Btw, enjoying your Rom/Com book!


Novel in movie drag. Brilliant. As for the rest, I suddenly feeling like the preacher was reading my mail so I'm rushing to a screenwriting confessional to repent.

Not to be too nit picky here on a reply (I yam what I yam), but Writergurl, how can she "absently" drain it?


Welcome Stephen! That is so sad but absolutely true... the one consolation being, I suppose, that writers who deliver "just add water and direct" screenplays do tend to get hired (to be unsung again)...

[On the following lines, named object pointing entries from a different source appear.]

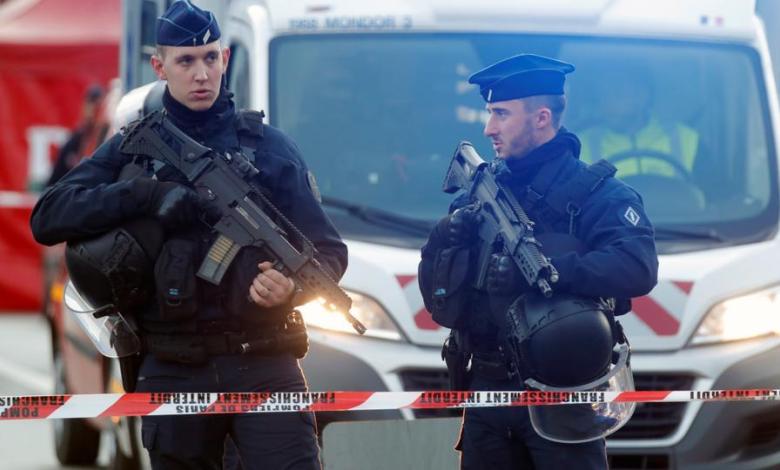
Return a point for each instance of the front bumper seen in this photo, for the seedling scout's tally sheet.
(728, 435)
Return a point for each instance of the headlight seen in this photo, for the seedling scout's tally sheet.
(368, 311)
(743, 317)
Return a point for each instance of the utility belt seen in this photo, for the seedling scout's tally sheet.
(195, 349)
(494, 365)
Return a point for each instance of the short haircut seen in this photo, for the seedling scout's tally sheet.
(555, 103)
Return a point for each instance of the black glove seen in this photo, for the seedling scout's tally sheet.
(173, 204)
(504, 277)
(460, 227)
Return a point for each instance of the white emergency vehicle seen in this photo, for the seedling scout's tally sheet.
(376, 96)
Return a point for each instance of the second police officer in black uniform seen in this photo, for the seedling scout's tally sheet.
(193, 340)
(594, 229)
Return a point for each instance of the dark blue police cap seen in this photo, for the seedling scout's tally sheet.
(520, 76)
(184, 24)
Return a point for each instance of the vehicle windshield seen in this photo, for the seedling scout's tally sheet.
(378, 117)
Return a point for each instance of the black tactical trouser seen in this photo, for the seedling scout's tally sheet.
(503, 438)
(264, 440)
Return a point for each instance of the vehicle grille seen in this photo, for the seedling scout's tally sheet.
(638, 462)
(428, 379)
(655, 420)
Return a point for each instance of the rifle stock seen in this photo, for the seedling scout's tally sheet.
(223, 181)
(505, 223)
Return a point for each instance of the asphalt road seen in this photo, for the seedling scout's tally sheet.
(25, 368)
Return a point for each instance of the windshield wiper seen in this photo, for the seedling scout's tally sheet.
(667, 233)
(379, 216)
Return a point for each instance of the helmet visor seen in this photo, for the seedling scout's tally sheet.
(585, 422)
(105, 327)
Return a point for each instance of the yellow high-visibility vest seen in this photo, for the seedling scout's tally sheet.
(677, 140)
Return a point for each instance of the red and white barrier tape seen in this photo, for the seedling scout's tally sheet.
(159, 404)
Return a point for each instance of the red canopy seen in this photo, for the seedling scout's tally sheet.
(50, 52)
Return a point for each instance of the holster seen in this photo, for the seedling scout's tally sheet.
(129, 366)
(456, 353)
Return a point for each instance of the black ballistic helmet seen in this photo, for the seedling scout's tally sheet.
(116, 268)
(565, 341)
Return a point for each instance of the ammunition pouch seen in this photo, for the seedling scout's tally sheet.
(456, 353)
(451, 292)
(174, 275)
(288, 337)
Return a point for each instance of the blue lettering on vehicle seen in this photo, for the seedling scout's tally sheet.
(364, 22)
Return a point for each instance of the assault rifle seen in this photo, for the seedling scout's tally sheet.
(224, 181)
(504, 220)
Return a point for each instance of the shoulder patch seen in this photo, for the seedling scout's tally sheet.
(315, 190)
(631, 216)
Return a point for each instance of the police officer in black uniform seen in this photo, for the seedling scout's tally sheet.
(193, 341)
(592, 226)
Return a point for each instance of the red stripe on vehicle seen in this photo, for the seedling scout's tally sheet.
(684, 286)
(655, 316)
(424, 321)
(405, 279)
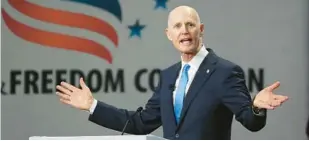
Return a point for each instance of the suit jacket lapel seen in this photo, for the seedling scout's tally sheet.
(206, 68)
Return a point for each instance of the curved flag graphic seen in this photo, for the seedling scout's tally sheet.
(65, 18)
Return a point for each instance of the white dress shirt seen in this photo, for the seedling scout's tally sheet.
(194, 65)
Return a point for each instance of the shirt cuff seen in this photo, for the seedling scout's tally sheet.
(258, 112)
(92, 108)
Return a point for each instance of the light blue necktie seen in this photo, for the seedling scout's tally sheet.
(180, 93)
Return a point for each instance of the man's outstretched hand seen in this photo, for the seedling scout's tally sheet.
(266, 99)
(75, 97)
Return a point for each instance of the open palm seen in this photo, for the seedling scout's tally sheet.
(75, 97)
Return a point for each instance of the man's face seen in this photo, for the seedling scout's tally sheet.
(184, 30)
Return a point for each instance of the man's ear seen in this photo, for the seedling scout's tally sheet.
(202, 29)
(168, 34)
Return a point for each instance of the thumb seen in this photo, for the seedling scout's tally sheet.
(82, 83)
(273, 86)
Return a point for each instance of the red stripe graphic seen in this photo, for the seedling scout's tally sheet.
(55, 40)
(66, 18)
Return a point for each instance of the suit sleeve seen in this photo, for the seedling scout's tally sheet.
(141, 123)
(237, 98)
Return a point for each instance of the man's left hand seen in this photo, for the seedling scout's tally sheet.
(266, 99)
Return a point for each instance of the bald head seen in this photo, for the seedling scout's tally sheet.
(183, 11)
(185, 30)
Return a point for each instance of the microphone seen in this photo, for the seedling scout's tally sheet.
(171, 87)
(139, 109)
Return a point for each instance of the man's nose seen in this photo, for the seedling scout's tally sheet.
(184, 30)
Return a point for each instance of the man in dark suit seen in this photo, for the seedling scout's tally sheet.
(196, 97)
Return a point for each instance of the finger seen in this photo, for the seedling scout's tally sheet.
(275, 103)
(65, 101)
(63, 96)
(273, 86)
(280, 97)
(266, 106)
(68, 86)
(82, 83)
(63, 89)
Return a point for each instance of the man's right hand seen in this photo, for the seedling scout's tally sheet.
(79, 98)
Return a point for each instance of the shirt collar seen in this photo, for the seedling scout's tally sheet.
(196, 61)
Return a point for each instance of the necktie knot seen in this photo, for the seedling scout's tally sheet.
(186, 68)
(180, 93)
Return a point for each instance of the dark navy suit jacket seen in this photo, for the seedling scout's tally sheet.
(218, 92)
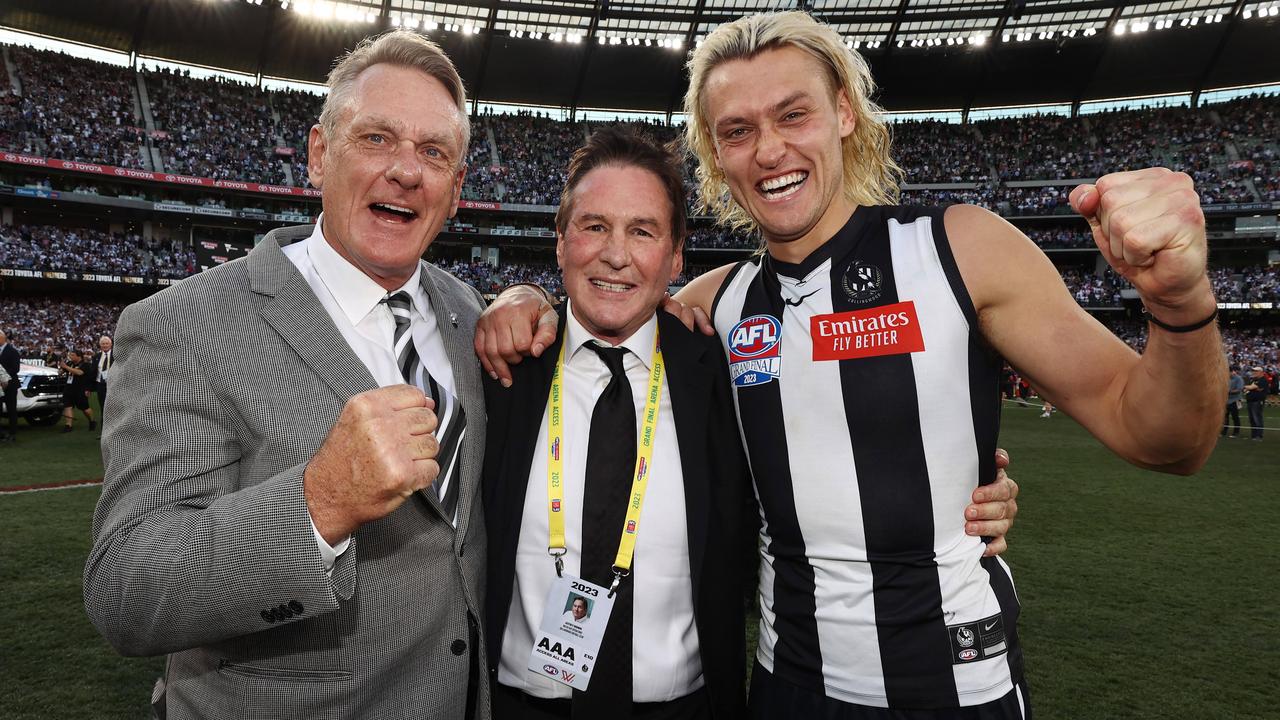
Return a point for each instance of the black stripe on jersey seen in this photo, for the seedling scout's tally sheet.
(725, 283)
(984, 400)
(894, 484)
(796, 654)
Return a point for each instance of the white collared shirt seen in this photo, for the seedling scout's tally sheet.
(103, 370)
(664, 655)
(353, 301)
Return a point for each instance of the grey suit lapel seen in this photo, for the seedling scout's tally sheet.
(297, 315)
(460, 350)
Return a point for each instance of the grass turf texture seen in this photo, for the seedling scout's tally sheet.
(1143, 595)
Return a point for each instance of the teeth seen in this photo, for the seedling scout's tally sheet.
(775, 183)
(612, 287)
(394, 209)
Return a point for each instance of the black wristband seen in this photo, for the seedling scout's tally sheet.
(1180, 328)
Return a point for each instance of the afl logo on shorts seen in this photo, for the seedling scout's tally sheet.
(755, 350)
(862, 282)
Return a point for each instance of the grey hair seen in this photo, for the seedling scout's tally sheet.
(400, 48)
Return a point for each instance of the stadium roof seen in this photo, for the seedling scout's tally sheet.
(926, 54)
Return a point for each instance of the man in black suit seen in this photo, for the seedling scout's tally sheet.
(12, 363)
(673, 645)
(103, 360)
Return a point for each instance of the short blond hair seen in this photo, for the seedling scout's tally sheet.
(871, 176)
(401, 48)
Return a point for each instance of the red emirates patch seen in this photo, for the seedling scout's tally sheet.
(888, 329)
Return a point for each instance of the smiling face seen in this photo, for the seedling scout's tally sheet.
(616, 251)
(391, 173)
(777, 128)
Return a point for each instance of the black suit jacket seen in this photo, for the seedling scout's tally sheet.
(97, 361)
(718, 499)
(10, 360)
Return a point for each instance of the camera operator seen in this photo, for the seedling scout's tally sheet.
(81, 378)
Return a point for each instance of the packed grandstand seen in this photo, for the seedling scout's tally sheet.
(124, 180)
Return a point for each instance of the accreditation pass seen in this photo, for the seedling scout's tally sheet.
(570, 634)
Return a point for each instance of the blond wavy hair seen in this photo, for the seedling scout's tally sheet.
(871, 176)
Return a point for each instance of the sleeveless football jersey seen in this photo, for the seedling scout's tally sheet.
(869, 408)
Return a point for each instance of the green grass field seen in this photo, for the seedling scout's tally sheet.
(1143, 595)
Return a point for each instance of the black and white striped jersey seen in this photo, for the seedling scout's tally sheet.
(869, 408)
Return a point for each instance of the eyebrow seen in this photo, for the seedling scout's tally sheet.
(598, 217)
(401, 128)
(773, 109)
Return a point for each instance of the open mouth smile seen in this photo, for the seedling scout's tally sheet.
(393, 213)
(782, 186)
(612, 286)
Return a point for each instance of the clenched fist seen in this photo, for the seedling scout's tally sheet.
(379, 452)
(1150, 227)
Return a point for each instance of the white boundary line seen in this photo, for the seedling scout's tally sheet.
(4, 492)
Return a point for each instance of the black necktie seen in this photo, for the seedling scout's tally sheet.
(448, 411)
(611, 458)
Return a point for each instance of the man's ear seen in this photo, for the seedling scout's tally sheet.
(845, 113)
(460, 177)
(316, 147)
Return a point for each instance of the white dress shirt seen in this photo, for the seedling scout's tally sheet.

WriterG, glad the book be floatin' your boat.

MaryAn: Screenwriting confessional... hmmm... throw in some booze and lapdancers, and you could do very well with one of those on Hollywood Boulevard.


MA, From

1. Not present; missing: absent friends; absent parents.
2. Not existent; lacking: a country in which morality is absent.
3. Exhibiting or feeling inattentiveness: an absent nod.

#3 is what I'm talking 'bout.


More to the point:


adv : in an absent-minded or preoccupied manner; "he read the letter absently" [syn: abstractedly, inattentively, absentmindedly]

Source: WordNet ® 2.0, © 2003 Princeton University


Writergurl: cool, vivid scene, really liked the line, "The low moan of a Blues singer wails misery into the night."
Keep up the good work!


ECH... Thanks!


Radical post


Excellent writing really appreciated & relevant!